GLXPixmap glXCreateGLXPixmapMESA( Display *dpy, XVisualInfo *visual,
                                  Pixmap pixmap, Colormap cmap )

Strictly speaking, the colormap argument is only needed when rendering in RGB mode into a GLX pixmap which uses a PseudoColor, StaticColor, GrayScale or StaticGray visual. If the colormap is not specified but is in fact needed, the glXMakeCurrent call will return False.

The proper way to use this function is:

    Pixmap p;
    GLXPixmap q;
    ...
    #ifdef GLX_MESA_pixmap_colormap
        q = glXCreateGLXPixmapMESA( display, visual, p, colormap );
    #else
        q = glXCreateGLXPixmap( display, visual, p );
    #endif

Since the GLX_MESA_pixmap_color extension symbol is only defined if using Mesa's header files this technique will be portable to any GLX implementation.

7. Mesa-specific

Since Mesa doesn't really implement the GLX protocol it isn't 100% compliant with the GLX specification. Most of the significant differences have been explained above. The remaining differences are discussed here.

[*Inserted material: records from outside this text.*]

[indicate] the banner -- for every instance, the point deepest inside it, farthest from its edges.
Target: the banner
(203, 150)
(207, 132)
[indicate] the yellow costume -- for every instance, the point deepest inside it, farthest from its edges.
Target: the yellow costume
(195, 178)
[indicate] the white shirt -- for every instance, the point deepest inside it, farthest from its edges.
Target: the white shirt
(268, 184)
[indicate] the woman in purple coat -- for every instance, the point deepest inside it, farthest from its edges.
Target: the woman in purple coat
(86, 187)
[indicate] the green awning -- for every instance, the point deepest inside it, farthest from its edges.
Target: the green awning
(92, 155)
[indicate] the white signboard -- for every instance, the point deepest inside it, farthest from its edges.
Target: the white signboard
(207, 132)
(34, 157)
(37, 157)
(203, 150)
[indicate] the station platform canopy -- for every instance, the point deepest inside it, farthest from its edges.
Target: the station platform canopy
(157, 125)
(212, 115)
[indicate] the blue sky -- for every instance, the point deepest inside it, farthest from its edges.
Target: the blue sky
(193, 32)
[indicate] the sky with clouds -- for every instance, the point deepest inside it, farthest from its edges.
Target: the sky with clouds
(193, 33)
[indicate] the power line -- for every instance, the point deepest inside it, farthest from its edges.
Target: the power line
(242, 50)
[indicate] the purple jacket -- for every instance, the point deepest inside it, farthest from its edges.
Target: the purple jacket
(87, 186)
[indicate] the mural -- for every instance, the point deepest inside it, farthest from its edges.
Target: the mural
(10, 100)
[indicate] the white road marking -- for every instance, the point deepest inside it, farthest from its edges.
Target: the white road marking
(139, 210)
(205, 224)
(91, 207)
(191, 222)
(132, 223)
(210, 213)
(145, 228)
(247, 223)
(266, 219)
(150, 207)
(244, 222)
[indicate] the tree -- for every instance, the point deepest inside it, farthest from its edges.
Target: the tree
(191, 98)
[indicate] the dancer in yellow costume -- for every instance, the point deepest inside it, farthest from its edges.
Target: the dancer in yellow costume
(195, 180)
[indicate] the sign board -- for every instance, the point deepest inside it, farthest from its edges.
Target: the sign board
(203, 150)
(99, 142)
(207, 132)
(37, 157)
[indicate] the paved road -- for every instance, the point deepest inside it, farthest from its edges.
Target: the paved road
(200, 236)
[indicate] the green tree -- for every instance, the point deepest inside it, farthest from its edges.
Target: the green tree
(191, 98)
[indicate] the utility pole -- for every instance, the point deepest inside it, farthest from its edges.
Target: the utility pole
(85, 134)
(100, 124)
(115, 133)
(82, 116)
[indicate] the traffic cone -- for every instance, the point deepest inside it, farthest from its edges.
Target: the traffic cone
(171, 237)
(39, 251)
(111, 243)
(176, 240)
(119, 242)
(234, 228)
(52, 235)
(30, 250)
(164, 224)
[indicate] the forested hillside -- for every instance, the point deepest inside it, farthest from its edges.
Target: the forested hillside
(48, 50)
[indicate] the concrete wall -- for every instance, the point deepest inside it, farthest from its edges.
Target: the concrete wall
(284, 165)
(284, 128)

7.1 GLX_MESA_release_buffers extension

The first time an X window is specified to Mesa's glXMakeCurrent the X window is augmented with ancillary (back color, depth, stencil, etc) buffers. Unfortunately, Mesa's GLX has no way of detecting when the X window is destroyed with XDestroyWindow. The best Mesa can do is to check for recently destroyed windows whenever the client calls the glXCreateContext or glXDestroyContext functions. This may not be sufficient in all situations though. If many windows are used by the application a great deal of memory may be wasted.

The solution is to call the glXReleaseBuffersMESA function just before destroying the X window. For example:

#ifdef GLX_MESA_release_buffers
    glXReleaseBuffersMESA( dpy, window );
#endif
XDestroyWindow( dpy, window );

Last edited on April 13, 1997 by Brian Paul.